Pendidikan
sebagai Makanan Pokok Manusia
Oleh:
Nurul Hikmah Sofyan
Pendidikan
merupakan suatu kebutuhan mutlak dalam kehidupan manusia, hal ini dikarenakan
pendidikan merupakan ujung tombak upaya untuk humenisering (memanusiakan
manusia). Sebagaimana meminjam pernyataan negeri yang pertama kali mengakui
kedaulatan Republik Indonesia, Mesir, mengatakan bahwa “Pendidikan adalah hak
setiap warga negara tanpa terkecuali seperti air dan udara”. Menilik pernyataan
tersebut, sudah bisa dipastikan bahwa pentingnya pendidikan bagi suatu bangsa
sudah menjadi kesepakatan bersama negara-negara di dunia, termasuk di dalamnya
Indonesia.
Dalam
penerapan kegiatan pendidikan tentu setiap negara mempunyai sistem yang berbeda-beda,
dimana hal ini direfleksikan dalam bentuk penerapan kurikuluk yang dirancang
oleh pemerintah guna memajukan sekaligus mencerdaskan suatu bangsa.

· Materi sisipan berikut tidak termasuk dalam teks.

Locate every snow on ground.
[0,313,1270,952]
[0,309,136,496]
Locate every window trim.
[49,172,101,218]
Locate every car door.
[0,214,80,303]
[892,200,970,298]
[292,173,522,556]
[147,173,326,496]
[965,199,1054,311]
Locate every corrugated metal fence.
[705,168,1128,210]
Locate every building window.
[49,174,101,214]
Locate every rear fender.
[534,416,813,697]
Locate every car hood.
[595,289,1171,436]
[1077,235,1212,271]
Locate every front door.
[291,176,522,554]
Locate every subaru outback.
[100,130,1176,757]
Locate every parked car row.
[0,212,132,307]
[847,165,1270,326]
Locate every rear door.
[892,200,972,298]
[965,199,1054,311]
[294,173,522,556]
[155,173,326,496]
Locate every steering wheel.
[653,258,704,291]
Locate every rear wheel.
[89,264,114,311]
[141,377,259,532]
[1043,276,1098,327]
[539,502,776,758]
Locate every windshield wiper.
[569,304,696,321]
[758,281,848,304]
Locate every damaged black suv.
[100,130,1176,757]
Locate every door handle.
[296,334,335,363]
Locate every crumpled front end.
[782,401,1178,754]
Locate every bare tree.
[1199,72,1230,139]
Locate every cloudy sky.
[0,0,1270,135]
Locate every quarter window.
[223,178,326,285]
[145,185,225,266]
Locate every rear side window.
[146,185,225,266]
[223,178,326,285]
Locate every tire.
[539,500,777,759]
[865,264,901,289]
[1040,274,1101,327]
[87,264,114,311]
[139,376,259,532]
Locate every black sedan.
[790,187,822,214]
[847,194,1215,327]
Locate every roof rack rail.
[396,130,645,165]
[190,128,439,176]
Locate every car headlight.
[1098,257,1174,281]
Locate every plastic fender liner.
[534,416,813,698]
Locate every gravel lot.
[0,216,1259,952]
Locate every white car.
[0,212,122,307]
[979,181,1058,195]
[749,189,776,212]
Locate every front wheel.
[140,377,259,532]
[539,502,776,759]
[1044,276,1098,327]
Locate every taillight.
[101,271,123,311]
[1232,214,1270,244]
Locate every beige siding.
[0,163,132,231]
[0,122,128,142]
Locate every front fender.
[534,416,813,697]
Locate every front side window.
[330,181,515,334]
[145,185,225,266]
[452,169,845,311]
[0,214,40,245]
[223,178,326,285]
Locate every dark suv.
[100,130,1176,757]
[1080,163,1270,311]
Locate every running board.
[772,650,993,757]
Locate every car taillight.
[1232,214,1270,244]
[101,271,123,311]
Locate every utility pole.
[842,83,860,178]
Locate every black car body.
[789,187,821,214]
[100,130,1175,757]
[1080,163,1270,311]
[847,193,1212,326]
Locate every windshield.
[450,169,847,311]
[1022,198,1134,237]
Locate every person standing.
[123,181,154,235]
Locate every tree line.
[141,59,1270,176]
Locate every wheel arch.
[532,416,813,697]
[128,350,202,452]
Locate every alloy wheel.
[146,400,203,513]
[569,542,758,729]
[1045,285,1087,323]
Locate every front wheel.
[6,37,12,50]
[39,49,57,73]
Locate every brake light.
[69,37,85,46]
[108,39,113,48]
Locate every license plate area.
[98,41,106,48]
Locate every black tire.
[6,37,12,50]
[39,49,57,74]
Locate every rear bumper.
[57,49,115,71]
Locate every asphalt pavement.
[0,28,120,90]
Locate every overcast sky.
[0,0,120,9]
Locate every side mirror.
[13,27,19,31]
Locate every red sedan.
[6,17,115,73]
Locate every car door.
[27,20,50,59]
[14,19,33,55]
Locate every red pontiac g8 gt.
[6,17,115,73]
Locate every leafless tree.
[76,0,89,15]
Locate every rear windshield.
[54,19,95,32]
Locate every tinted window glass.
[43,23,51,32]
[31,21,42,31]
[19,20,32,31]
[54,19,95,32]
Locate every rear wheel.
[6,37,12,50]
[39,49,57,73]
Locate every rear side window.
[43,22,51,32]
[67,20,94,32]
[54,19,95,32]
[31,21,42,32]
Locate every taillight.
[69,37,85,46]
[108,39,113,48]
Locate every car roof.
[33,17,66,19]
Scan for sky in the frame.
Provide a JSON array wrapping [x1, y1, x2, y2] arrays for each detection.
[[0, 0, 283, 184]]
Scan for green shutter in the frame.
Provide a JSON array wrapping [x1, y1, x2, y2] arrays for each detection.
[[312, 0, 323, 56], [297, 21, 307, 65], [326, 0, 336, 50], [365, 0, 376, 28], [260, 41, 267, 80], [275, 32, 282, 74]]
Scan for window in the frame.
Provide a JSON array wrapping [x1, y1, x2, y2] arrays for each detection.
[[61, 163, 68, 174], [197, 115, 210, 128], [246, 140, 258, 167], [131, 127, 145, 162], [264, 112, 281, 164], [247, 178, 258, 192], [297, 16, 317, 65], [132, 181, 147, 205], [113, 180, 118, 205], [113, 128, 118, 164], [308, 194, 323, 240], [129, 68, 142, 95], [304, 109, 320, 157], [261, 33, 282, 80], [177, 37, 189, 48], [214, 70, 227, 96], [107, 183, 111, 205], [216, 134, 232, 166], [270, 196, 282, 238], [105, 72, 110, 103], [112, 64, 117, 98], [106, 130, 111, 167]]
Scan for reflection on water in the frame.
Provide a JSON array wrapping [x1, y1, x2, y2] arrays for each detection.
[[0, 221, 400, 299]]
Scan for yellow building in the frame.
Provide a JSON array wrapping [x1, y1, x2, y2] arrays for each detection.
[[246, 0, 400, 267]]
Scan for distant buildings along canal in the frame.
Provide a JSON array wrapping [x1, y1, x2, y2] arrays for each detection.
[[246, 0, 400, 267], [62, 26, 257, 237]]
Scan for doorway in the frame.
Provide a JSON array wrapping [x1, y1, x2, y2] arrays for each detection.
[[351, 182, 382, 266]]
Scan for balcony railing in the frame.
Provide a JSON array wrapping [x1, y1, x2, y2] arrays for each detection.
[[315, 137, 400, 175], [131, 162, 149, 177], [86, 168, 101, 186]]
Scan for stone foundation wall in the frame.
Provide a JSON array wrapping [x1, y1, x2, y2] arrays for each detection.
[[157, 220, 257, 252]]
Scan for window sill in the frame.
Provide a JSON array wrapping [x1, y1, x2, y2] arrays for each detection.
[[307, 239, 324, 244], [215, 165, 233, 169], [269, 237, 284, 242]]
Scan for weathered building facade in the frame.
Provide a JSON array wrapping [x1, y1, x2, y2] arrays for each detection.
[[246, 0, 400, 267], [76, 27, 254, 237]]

Letak
perbedaan rancangan kurikulum dan sistem aplikasinya pada tiap-tiap negara di
seluruh belahan dunia adalah di antara disesuaikan oleh telaah kondisi historis,
sosial-budaya, kondisi lingkungan di dalam kelas maupun di luar kelas, dan lain
sebagainya.
Betapa
tak semudah membalikkan telapak tangan, para penyusun kurikulum harus
mempelajari dan memahami segala aspek kehidupan suatu masyarakat untuk
merancang kurikulum yang dapat mengubah manusia menjadi manusia yang paripurna
(educated and civilized people).
Ironisnya,
sistem pemerataan kurikulum di Indonesia justru menafikkan bahwa keadaan
sosio-budaya dan geografis di Tanah air itu beraneka ragam. Seakan-akan rancangan
kurikulum itu hanya diukur dari sekolah-sekolah yang terletak di kota, yang
sudah dihiasai dengan teknologi modern,
kadang kala pemerintah mengabaikan hal-hal sepele yang sebenarnya urgen guna
rancangan kurikulum. Lihatlah sekolah-sekolah yang letaknya jauh dari ibu kota,
luar Jawa, kebanyakan kurikulum yang digunakan oleh sekolah-sekolah tersebut
masih kurikulum ‘jaman dulu’, dalam artian tidak menggunakan kurikulum terbaru
yang dicanangkan oleh pemerintah. Selain itu, banyak buku-buku diktat yang
masih menggunakan kurikulum CBSA, di sisi kanan dan kiri atas papan tulis pun
masih terpampang foto presiden Susilo dan wakil presiden Jusuf Kalla.
Tentunya
hal ini menyangkut kesenjangan kondisi geografis dan sosio-budaya yang begitu
kontras antara sekolah yang letaknya di kota dan sekolah yang letaknya di
pelosok-pelosok negeri. Minimnya sosialisasi ihwal perombakan kurikulum juga
menjadi salah satu penyebab terjadinya kesenjangan yang bisa dibilang cukup
jauh ini.
Hemat
penulis, inilah saatnya pemerintah perlu merancang kurikulum yang berkarakter
namun juga fleksibel dapat dikembangkan oleh sekolah masing-masing yang
tentunya juga disesuaikan dengan situasi dan kondisi sosial budaya suatu
masyarakat. Lantaran kurikulum merupakan alat untuk memenuhi makanan pokok
manusia (pendidikan) guna tercapainya tujuan pendidikan itu sendiri.